Everyone has seen the tired old science fair project, such as the volcano or the styrofoam solar system, which have been favorites of many parents for what feels like generations. These projects are relatively simple and easy from the parent’s point of view, but they are incredibly bad choices for the children involved. Why?
These are the kind of projects that are so well-known that even the students know what is going to happen. And when that happens, the students are not learning anything, and their performance suffers during the presentation portion of science fairs because of it. Science fair judges have gotten bored with these types of projects, and that’s a big problem for students who endeavor to win prizes in their science fair. In the end, this kind of project is only really good for the parents, and surprisingly, these kinds of projects are not even particularly cheap!
What you need to find is a unique science fair project, or at least something that beats those tired old projects. Not only will this help your child learn more, it can give them a much better chance of winning the science fair. Often, these competitions can include a scholarship or a nice cash prize, and even those that do not can often lead to a science scholarship later on down the line. That’s a nice benefit, and aside from the grades, the knowledge, and the experience your child is getting with their participation, it gives you a great reason to try and do something unique.

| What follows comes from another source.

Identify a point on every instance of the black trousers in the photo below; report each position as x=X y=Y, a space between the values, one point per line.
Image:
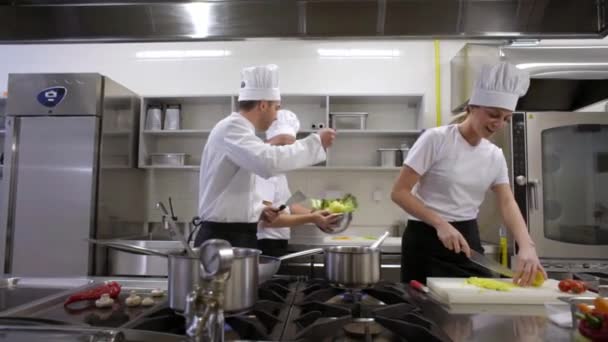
x=423 y=255
x=238 y=234
x=273 y=247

So what kind of unique science fair projects are there? The internet seems like a decent first option, but given the prevalence of use, you can guarantee that large science fairs include a duplicate project, especially if you took your idea from a popular science fair blog or website. Even in a small science fair, or an in-class science fair, you have to guess that there are more than a few people who are visiting the same websites that you are, including the judges and the teachers who are grading your students. Duplicate projects mean trouble for the judges and the teachers, as it negates the true benefit of science fairs: having an exploratory experience. They want you to come up with something unique, on your own. In addition, you have to think about what kind of experience your child is having. A science fair is a chance for them to express their own creativity and interests, and plucking an easy or cheap project off of a website isn’t helping them out any.
You can try visiting the library for books, or looking at news sites as well, but these sources often provide out-of-date, boring, or incredibly difficult projects.
Have the child come up with something of their own, or if that doesn’t work, then have them add their own input into some aspect of an interesting and more unique science fair project. You can take some help from the internet, especially from the “members only” sites on the internet that have really solid projects, and books or suggestions with more unique ideas, but make sure to add something to them!
If your child needs help with their science fair project and you lack computer skills or scientific knowledge, don’t be afraid to look for help. Many of those members only sites will offer helpful downloads like ready-made charts and spreadsheets for your child’s use. You can also get help from online tutors, who are usually science majors in college who can help you out with some simple advice.